Last month NERC’s Board of Trustees authorized management to execute the lease for the new office and to draw another $773,000 from its reserves in 2022 to fund the move. (See NERC Board Approves Atlanta Office Move.) From that total, $64,000 will be spent from the OCR and the remainder will come from NERC’s Future Obligations Reserve, a fund that CFO Andy Sharp said was set aside by the organization earlier to “subsidize the remaining term of the Atlanta lease.”

NERC’s new landlord has also agreed to pay the majority of the construction, furnishing and move costs, which will allow a “reasonable payback” of the early termination charge, Sharp said.

The use of the reserves means that NERC will not have to change the assessments on regional entities in its 2022 budget.

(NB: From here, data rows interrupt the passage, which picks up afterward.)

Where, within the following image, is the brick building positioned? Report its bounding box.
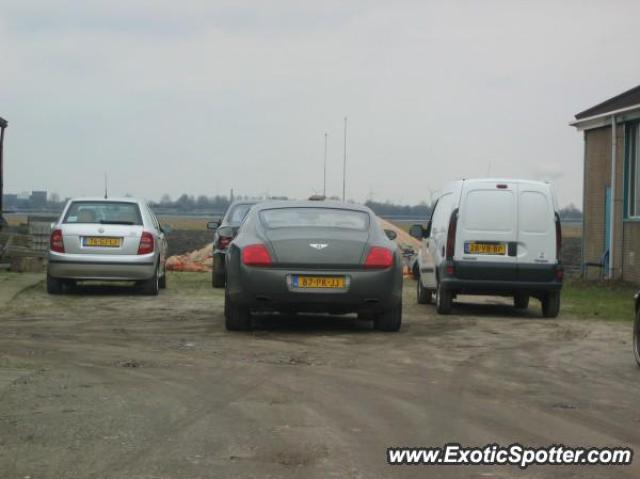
[571,86,640,284]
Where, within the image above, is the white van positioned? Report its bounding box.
[411,178,564,317]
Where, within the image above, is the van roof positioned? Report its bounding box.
[460,178,550,185]
[69,196,144,204]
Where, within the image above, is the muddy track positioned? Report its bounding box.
[0,274,640,479]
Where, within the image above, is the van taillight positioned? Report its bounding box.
[364,246,393,269]
[138,231,154,254]
[49,229,64,253]
[556,213,562,261]
[242,244,272,266]
[447,208,458,259]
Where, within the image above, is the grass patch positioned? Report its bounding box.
[560,279,638,321]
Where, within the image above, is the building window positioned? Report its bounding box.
[625,123,640,218]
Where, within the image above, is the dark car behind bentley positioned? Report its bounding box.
[207,201,256,288]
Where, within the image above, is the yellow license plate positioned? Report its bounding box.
[291,275,347,289]
[465,243,507,256]
[84,236,122,248]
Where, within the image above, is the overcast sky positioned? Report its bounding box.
[0,0,640,205]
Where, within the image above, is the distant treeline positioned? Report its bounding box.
[365,200,431,218]
[146,194,582,221]
[18,193,582,221]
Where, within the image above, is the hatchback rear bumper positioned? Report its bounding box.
[47,251,157,281]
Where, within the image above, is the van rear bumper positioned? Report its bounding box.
[438,261,564,295]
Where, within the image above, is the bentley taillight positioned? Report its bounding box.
[242,244,271,266]
[364,246,393,269]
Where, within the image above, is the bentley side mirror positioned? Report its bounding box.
[384,230,398,241]
[409,225,425,240]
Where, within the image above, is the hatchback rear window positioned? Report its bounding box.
[260,208,369,230]
[64,201,142,225]
[227,204,253,224]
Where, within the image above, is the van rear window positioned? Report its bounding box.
[464,190,515,232]
[520,191,553,233]
[64,201,142,225]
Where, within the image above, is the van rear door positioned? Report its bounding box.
[518,183,557,280]
[455,180,518,281]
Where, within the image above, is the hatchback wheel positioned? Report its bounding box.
[513,294,529,309]
[47,274,62,294]
[158,266,167,289]
[141,267,160,296]
[633,310,640,366]
[374,302,402,332]
[436,283,453,314]
[224,294,251,331]
[542,291,560,318]
[211,255,226,288]
[417,278,433,304]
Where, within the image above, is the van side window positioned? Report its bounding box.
[464,189,515,232]
[520,191,553,233]
[431,193,453,230]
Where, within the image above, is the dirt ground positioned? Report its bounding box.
[0,273,640,479]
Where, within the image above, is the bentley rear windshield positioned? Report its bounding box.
[260,207,369,231]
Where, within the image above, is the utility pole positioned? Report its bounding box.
[0,117,9,229]
[322,132,327,198]
[342,116,347,201]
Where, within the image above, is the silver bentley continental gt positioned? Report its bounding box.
[225,201,402,331]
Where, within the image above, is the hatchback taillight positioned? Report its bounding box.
[447,209,458,259]
[49,229,64,253]
[138,231,154,254]
[364,246,393,269]
[242,244,272,266]
[218,236,233,249]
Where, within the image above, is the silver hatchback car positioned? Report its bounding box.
[47,198,169,295]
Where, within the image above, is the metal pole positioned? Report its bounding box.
[342,116,347,201]
[322,133,327,198]
[607,115,618,279]
[0,118,8,229]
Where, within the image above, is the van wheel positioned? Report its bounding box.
[542,291,560,318]
[211,255,226,288]
[436,283,453,314]
[374,302,402,332]
[140,266,160,296]
[47,274,62,294]
[418,278,433,304]
[513,294,529,309]
[633,310,640,366]
[224,294,251,331]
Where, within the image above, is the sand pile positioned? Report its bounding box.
[167,243,213,272]
[167,218,420,272]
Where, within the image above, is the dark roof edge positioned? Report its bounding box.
[575,85,640,120]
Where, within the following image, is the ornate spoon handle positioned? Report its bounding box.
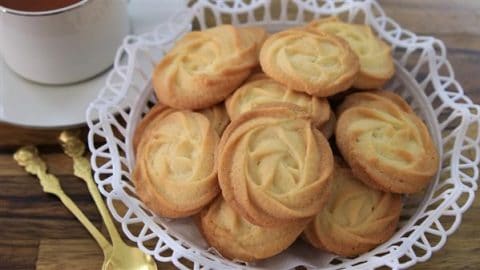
[59,131,124,246]
[13,146,112,254]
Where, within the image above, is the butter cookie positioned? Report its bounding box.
[335,91,439,193]
[133,109,219,218]
[225,73,330,126]
[198,196,306,262]
[304,161,402,256]
[152,25,266,109]
[218,104,333,227]
[260,28,360,97]
[308,17,395,90]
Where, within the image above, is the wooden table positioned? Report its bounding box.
[0,0,480,269]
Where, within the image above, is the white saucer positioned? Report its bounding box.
[0,0,185,128]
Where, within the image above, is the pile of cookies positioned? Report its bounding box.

In addition, the ending balance of the OCR in 2022 is projected to be 5.5% of the revised budget, even considering the new expenditures; this is well within the policy target range of 3.5 to 7.5%.

In addition to the financial benefits, the new office space is 40% smaller than the current space. Because NERC plans to allow more employees to work remotely in the future, building on its experience with the COVID-19 pandemic, a smaller footprint will ensure its space does not sit empty. The new space also offers free parking to NERC employees — another benefit to the ERO’s budget — more transportation options, including nearby rail and bus stops, and an adjacent hotel and conference center.